Article published 4 April 2012

At the UEFA conference in Istanbul, UEFA ratified three more disciplinary measures for clubs that breach FFP rules.  As I outlined in my article on 7 Feb, five measures had previously been agreed at the Nyon Conference in January. The full menu of punishments now reads:

  1. Reprimand / Warning
  2. Fine
  3. Deduction of Points
  4. Withholding of Revenue from UEFA competition
  5. Prohibition to register new players for UEFA competitions;
  6. A restriction on the number of players that a club may register for UEFA competitions
  7. Disqualification from a competition in progress
  8. Exclusion from future competitions
Although the European Commission recently announced their approval of the Financial Fair Play regulations, there is a requirement for the rules and punishments to be applied in a fair and consistent manner.  Deciding which clubs receive which punishments and determining the severity of the punishment for all transgressions is likely to prove extremely problematic for Platini.  The FFP rules contain a huge number of potential transgressions, raging from overspend, to failure to have an under-10 youth team.  Even the financial requirements are wide-ranging and UEFA will be challenged when comparing rule-breaking such as  overspend, failure of an owner to inject equity and failure to be up-to date with taxes.   And once the relative seriousness of the crimes are evaluated, there will be issues to be determined within each crime. For example, should a club overspending by £1m be punished the same as one overspending by £50m?  Exclusion isn't an easily scalable punishment.
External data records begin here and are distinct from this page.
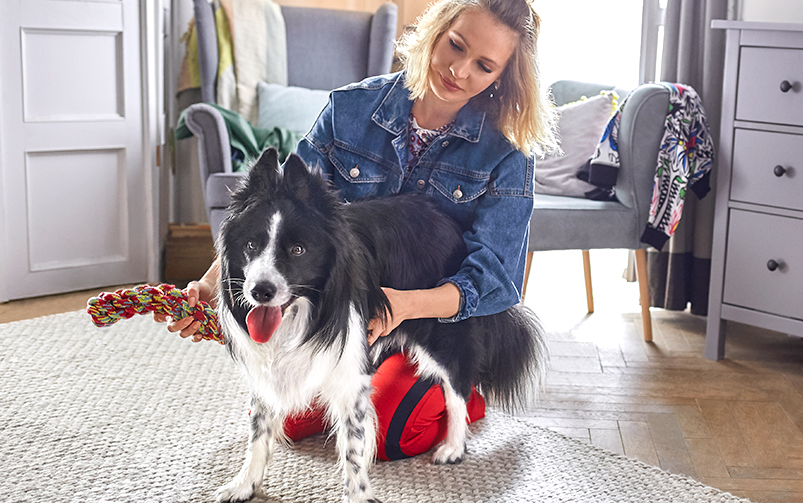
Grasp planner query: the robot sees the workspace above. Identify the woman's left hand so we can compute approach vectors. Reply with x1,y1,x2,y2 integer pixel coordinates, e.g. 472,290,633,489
368,283,460,346
368,287,412,346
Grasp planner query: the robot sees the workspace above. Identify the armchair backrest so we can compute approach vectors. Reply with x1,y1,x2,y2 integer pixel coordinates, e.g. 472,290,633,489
282,3,398,91
552,80,669,239
193,0,398,102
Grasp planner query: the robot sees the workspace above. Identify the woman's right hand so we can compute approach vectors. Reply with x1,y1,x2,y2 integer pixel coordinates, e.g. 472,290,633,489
153,278,216,342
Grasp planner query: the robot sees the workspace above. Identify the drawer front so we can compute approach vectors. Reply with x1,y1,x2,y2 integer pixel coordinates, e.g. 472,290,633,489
722,210,803,319
736,47,803,126
730,129,803,210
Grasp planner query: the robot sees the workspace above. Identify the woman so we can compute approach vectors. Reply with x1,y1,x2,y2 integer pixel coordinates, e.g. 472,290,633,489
160,0,555,460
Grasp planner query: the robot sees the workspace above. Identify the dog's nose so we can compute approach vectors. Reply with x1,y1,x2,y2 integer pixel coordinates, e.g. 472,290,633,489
251,282,276,302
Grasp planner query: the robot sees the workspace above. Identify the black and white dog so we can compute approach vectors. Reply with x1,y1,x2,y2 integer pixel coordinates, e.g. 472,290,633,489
216,149,546,502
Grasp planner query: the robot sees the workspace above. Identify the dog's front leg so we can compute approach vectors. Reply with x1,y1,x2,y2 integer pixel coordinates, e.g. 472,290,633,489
337,382,380,503
432,382,468,465
215,395,281,502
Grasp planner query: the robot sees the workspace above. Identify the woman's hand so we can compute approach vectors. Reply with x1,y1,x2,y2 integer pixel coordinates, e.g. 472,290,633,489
368,283,460,346
153,259,220,342
368,288,408,346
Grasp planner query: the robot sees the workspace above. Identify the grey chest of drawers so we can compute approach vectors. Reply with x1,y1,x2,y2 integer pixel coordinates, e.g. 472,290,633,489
705,21,803,359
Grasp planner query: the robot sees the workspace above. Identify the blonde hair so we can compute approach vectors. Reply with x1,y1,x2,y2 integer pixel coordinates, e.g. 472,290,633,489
397,0,557,155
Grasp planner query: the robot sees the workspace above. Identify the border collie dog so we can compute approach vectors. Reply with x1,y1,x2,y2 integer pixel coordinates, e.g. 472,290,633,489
216,149,546,503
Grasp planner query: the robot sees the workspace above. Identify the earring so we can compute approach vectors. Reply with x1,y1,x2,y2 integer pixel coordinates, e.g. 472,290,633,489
488,82,499,98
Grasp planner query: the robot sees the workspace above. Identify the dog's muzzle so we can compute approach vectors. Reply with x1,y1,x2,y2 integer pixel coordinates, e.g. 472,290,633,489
245,300,292,344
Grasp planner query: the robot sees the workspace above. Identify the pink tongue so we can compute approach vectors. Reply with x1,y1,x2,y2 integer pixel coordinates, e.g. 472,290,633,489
245,307,282,344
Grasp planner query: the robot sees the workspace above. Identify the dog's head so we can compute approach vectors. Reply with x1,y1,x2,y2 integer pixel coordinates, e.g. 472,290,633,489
218,149,340,342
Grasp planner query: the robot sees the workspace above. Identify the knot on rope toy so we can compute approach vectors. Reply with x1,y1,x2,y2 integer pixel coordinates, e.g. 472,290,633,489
86,284,225,344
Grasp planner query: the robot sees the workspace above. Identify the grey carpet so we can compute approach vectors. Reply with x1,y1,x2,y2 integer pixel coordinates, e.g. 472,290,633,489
0,312,746,503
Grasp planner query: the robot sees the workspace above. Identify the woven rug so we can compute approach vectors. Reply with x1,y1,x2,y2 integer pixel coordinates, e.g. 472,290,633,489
0,312,746,503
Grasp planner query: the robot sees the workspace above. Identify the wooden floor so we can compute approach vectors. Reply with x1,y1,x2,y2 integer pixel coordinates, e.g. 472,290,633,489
521,250,803,503
0,251,803,503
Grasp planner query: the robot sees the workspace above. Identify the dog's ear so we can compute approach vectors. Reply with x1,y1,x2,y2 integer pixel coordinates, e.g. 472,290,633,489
241,147,281,197
284,154,320,203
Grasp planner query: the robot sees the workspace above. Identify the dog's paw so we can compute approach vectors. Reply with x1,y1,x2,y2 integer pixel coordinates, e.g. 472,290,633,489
215,479,257,503
432,443,466,465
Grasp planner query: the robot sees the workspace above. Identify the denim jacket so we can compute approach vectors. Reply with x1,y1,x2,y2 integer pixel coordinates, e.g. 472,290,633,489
297,73,534,321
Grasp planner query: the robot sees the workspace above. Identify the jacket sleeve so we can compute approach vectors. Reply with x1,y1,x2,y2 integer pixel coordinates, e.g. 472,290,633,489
296,94,335,181
441,152,534,322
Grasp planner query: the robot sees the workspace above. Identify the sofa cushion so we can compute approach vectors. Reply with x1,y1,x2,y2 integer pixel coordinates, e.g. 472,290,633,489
257,82,329,134
535,91,618,197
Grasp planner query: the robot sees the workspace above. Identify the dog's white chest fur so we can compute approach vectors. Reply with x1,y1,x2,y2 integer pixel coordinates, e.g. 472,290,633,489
221,298,367,416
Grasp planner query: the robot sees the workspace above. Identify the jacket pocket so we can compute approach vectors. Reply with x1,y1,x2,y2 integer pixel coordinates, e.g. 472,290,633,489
330,149,388,201
429,169,489,204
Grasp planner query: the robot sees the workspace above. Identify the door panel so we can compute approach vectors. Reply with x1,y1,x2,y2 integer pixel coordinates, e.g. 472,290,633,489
0,0,152,300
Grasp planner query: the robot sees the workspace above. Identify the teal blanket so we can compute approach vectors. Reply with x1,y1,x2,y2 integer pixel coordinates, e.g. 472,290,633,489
176,103,303,171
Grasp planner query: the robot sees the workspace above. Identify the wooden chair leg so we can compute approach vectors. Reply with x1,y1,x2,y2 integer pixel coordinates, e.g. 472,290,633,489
583,250,594,314
521,252,533,302
636,248,652,342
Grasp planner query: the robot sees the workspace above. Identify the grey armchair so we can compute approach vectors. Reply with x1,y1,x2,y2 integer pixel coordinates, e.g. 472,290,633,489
185,0,398,238
524,81,669,341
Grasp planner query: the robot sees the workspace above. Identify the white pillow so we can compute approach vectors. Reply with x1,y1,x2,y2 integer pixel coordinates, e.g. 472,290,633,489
257,82,329,134
535,91,618,197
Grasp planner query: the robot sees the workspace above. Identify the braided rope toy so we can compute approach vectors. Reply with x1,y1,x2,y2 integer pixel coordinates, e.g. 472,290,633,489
86,284,225,344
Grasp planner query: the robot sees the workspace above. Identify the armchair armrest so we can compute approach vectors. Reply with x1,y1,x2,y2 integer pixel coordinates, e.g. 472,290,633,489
184,103,237,192
616,84,669,238
184,103,243,233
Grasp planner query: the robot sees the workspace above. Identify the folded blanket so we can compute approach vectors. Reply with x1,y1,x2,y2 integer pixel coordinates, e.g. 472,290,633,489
178,0,287,124
578,82,714,250
176,103,304,171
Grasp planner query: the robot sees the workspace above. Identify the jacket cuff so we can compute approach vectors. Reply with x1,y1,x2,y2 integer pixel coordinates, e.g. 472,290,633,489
437,276,480,323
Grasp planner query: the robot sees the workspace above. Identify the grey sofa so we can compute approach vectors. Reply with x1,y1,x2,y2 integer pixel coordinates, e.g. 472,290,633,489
185,0,398,237
525,81,669,341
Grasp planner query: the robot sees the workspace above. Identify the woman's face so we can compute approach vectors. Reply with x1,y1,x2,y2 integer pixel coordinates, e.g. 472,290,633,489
429,9,517,106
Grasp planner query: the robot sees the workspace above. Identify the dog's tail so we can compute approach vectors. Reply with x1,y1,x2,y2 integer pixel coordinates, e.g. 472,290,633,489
479,304,549,412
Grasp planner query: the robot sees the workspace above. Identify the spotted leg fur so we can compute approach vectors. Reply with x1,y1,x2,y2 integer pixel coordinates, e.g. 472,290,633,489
337,382,380,503
432,381,468,465
215,397,281,503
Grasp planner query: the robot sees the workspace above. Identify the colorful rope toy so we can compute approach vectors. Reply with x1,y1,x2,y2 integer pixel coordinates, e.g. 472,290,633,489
86,284,225,344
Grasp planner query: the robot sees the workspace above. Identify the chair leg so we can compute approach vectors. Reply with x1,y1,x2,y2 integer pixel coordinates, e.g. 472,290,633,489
521,252,534,302
636,248,652,342
583,250,594,314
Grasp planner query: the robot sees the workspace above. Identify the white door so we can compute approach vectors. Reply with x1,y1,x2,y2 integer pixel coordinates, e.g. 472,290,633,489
0,0,153,301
And if the problem isn't difficult enough, UEFA has advised that it is keen to phase-in FFP over the next few years (presumably increasing the severity of the punishments).  When considering this potential minefild, UEFA needs to be mindful that it faces a potential legal challenge if the punishments are not applied fairly and consistently.

Platini has achieved a great deal and surprised many by getting the FFP rules this far - perhaps the hard part is only just beginning.